Reputation: 1982
I have a data frame of customer digital visit over time in the form:
|cust_id|datetime|
|1|2020-08-15 15:20|
|1|2020-08-15 16:20|
|1|2020-08-17 12:20|
|1|2020-08-19 14:20|
|1|2020-08-23 09:20|
|2|2020-08-24 08:00|
I'd like to pick out strong signals, as in : customers who visit at least 3 times in 5 days.
My initial thought is that we have to compute ALL sliding window for each customer.
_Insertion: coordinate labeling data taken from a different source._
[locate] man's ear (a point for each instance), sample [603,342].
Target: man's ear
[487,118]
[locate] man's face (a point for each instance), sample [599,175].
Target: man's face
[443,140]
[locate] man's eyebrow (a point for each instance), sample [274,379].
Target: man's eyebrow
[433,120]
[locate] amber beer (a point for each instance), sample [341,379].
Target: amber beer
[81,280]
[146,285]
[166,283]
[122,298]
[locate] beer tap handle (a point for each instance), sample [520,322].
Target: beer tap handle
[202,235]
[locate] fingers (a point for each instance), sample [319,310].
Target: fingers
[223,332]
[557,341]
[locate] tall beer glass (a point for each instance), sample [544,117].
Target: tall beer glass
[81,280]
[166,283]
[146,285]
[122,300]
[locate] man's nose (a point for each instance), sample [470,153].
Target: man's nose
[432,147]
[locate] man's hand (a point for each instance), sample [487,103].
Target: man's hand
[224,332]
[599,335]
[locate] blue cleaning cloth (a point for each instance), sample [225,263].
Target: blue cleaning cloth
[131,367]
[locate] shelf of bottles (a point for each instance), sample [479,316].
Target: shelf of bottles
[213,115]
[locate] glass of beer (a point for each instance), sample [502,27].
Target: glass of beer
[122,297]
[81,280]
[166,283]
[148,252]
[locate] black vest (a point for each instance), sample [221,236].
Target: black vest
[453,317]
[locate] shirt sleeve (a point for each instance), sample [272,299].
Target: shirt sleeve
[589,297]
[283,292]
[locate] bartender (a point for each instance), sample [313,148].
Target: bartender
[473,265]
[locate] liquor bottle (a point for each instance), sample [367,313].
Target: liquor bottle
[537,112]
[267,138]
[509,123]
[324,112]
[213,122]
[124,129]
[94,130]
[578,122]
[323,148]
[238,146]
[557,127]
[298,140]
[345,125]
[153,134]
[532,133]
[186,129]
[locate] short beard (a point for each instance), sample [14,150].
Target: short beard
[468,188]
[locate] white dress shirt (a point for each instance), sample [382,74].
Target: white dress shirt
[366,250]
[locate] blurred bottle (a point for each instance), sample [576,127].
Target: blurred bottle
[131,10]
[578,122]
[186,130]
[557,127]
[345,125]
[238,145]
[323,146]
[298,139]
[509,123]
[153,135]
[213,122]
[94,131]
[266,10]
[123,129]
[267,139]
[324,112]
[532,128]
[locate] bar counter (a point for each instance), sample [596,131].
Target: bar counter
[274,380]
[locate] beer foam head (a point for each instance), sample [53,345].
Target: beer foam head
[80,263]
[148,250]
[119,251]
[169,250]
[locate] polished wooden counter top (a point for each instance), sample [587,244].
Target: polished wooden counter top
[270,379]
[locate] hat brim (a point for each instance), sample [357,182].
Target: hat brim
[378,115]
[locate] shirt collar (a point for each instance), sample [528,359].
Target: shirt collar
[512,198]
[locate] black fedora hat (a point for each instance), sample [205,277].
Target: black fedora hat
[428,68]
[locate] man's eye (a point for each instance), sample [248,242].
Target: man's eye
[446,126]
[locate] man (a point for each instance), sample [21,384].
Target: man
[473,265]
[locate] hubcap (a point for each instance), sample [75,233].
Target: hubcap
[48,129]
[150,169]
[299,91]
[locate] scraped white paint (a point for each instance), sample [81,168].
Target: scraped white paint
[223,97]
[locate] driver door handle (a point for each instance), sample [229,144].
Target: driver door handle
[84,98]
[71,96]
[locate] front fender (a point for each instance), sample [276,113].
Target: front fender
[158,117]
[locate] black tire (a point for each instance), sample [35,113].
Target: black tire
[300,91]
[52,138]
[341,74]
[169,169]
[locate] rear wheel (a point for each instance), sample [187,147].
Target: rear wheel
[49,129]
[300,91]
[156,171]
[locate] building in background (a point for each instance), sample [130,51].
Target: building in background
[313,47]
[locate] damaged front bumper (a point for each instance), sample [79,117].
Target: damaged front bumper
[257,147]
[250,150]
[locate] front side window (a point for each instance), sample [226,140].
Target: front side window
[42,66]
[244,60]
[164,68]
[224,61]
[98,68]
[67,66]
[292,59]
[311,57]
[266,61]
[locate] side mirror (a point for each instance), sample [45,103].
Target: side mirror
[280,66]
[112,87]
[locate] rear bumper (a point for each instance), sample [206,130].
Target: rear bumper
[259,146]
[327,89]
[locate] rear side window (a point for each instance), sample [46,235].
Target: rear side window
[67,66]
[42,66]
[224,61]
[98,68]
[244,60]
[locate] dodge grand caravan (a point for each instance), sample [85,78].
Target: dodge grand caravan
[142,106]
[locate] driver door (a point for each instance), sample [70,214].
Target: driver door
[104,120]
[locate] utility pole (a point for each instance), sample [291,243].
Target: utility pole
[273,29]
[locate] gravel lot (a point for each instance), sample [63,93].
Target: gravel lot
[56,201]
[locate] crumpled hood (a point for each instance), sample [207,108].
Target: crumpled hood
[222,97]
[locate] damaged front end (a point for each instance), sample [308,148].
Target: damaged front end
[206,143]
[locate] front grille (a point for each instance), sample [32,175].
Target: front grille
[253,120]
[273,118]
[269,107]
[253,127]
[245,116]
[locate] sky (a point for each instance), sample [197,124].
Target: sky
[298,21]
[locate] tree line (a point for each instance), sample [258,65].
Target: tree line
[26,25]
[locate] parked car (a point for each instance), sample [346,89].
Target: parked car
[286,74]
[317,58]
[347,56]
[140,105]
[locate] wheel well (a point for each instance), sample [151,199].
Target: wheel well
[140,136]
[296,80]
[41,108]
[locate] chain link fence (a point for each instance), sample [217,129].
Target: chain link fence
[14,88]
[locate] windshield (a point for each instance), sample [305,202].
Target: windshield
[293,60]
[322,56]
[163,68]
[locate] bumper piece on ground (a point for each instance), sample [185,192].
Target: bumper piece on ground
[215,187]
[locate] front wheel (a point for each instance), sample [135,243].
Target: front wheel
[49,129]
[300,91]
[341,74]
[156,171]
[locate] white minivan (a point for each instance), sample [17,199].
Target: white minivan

In this example, let's take cust1 :
5-day window starting 2020-08-15, ending 2020-08-19, total visit is 4
5-day window starting 2020-08-16, ending 2020-08-20, total visit is 2
5-day window starting 2020-08-17, ending 2020-08-21, total visit is 2
etc.
Max count of all sliding window is 4. Therefore cust1 fits the criteria "having visited at least 3 times in 5 days"
This seems to be a costly operation.
How would you implement this efficiently ? Any other idea is welcome.
Upvotes: 2
Views: 1920
Reputation: 3419
You can convert the datetime
column to long
and pass in the number of seconds equivalent to 5 days in the rangeBetween() function.
from pyspark.sql.functions import *
from pyspark.sql import functions as F
from pyspark.sql.window import Window
df = df.withColumn("date_long", to_date(substring(col("datetime"),0,10), "yyyy-MM-dd"))\
.withColumn("date_long", unix_timestamp('date_long', 'yyyy-MM-dd'))
days = lambda i: i * 86400
w = (Window.partitionBy('cust_id').orderBy("date_long").rangeBetween(0,days(5)))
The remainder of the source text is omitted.